Wine Importing and Marketing Services

A Guide to San Francisco’s Best Drinking and Dining Spots

Trestle / Photo by Meg Baggott

Home to more than 4,400 restaurants, the most per capita of any major U.S. city, San Francisco is a top global culinary destination. And, situated some 50 miles from Napa and Sonoma, it’s no surprise that the locale has a dynamic wine scene.

“The city is a melting pot of wine consumers,” says Jienna Basaldu, a sommelier at Angler restaurant and instructor at the San Francisco Wine School. “We’ll look around the restaurant and see wine on every table, and such an array—from an orange wine or something funky to a bottle of Coche. It’s pretty rad.”
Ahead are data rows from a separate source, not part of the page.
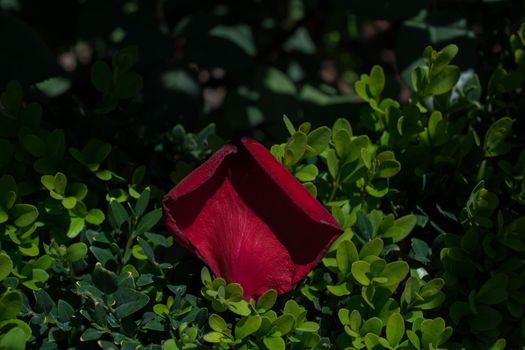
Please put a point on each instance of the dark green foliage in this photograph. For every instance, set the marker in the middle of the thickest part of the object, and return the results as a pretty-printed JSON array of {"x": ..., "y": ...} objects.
[{"x": 429, "y": 189}]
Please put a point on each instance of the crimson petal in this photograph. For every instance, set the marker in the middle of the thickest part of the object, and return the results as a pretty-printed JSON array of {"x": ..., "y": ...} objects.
[{"x": 249, "y": 219}]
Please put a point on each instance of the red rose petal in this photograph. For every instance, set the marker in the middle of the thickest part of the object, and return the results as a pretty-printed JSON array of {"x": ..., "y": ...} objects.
[{"x": 250, "y": 220}]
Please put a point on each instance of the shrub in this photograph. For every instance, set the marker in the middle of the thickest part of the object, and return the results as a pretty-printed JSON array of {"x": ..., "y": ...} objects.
[{"x": 430, "y": 196}]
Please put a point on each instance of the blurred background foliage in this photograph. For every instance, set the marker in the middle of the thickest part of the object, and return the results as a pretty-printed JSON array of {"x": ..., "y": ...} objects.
[{"x": 115, "y": 101}]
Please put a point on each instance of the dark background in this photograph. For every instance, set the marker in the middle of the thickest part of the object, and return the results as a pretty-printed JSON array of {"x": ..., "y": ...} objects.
[{"x": 241, "y": 64}]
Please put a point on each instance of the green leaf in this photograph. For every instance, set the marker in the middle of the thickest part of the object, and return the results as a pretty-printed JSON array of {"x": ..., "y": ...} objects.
[
  {"x": 213, "y": 337},
  {"x": 76, "y": 251},
  {"x": 308, "y": 327},
  {"x": 443, "y": 58},
  {"x": 65, "y": 311},
  {"x": 495, "y": 143},
  {"x": 102, "y": 77},
  {"x": 267, "y": 300},
  {"x": 360, "y": 269},
  {"x": 444, "y": 81},
  {"x": 289, "y": 125},
  {"x": 284, "y": 323},
  {"x": 401, "y": 228},
  {"x": 387, "y": 166},
  {"x": 10, "y": 305},
  {"x": 396, "y": 271},
  {"x": 346, "y": 254},
  {"x": 25, "y": 214},
  {"x": 342, "y": 143},
  {"x": 117, "y": 213},
  {"x": 395, "y": 329},
  {"x": 76, "y": 225},
  {"x": 146, "y": 249},
  {"x": 295, "y": 148},
  {"x": 373, "y": 247},
  {"x": 333, "y": 163},
  {"x": 247, "y": 325},
  {"x": 274, "y": 342},
  {"x": 149, "y": 220},
  {"x": 239, "y": 307},
  {"x": 129, "y": 301},
  {"x": 69, "y": 202},
  {"x": 376, "y": 81},
  {"x": 14, "y": 339},
  {"x": 318, "y": 139},
  {"x": 95, "y": 216},
  {"x": 372, "y": 325},
  {"x": 142, "y": 202},
  {"x": 217, "y": 323},
  {"x": 6, "y": 265},
  {"x": 307, "y": 173},
  {"x": 91, "y": 334}
]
Sarah Garand and Jaime Hiraishi, co-owners of Wine Down, agree. “When we first opened, many people gravitated toward common California varietals like Cabernet, Zinfandel and Chardonnay,” says Hiraishi. More recently, however, they’ve noticed more people “asking about lesser-known varietals and AVAs beyond Napa and Sonoma, a quest made easier when so many California producers are making wines like Mourtaou from Tessier Winery or Carbonic Carignan from Sans Wine Co.”

It’s that eagerness to go beyond the classics that continues to ignite wine experts across the city, including Courtney Olson, a sommelier and wine consultant. “Locals are more open to exploring some of the most up-and-coming areas of our great state, including the Sta. Rita Hills, Santa Cruz Mountains and Sierra Foothills,” says Olson. “It’s an exciting time for the entire city.”  

Restaurants with Standout Wine Lists

Lazy Bear

Lazy Bear / Photo by Meg Baggott

When David Barzelay was laid off from his law firm in 2009, he turned to the kitchen. What started as an occasional dinner party for friends and family soon became a perennially sold-out pop-up series for the public. This movement paved the way for his team’s Mission-based brick and mortar, where they continue to serve communal-style New American menus today. The 1,500-bottle wine list aims to shine a light on overlooked varieties—for example, more than 150 Zinfandel offerings that range from 10–60 years in age. More than a dozen wines are available by the glass, too.

The Morris

In 2016, restaurant industry veterans Paul Einbund, Konstantino Antonoglou and Gavin Schmidt joined forces to debut this 60-seat spot in Potrero Flats that specializes in New American fare and hyperseasonal ingredients. Think crab porridge with carrot and lemongrass, grilled pork with apple and delicata squash, kabocha agnolotti with black trumpets and kale, and a showstopping duck that undergoes a 10-day smoking process before it hits the table.

The 1,000-bottle wine list pays special attention to under-the-radar, organic and small production options. Madeira fans are in luck here, too, as the team offers nearly 20 kinds.

The Progress  

Fans of State Bird Provisions are in good company at this restaurant, where chef-owners Stuart Brioza and Nicole Krasinski continue their handiwork by way of whole animal butchery and a focus on local fisheries and farms—not to mention their very own biodynamic farm, from which they source 30% of their produce. Those philosophies extend to their wine list, a selection of more than 500 bottles rooted in small-production, organic and biodynamic finds. Wine Director Adam Robins offers input on pairings with a variety of seasonal plates, which might include asparagus with smoked barhi dates, local black cod with yellowfoot mushrooms and duck with Thai basil and peanuts.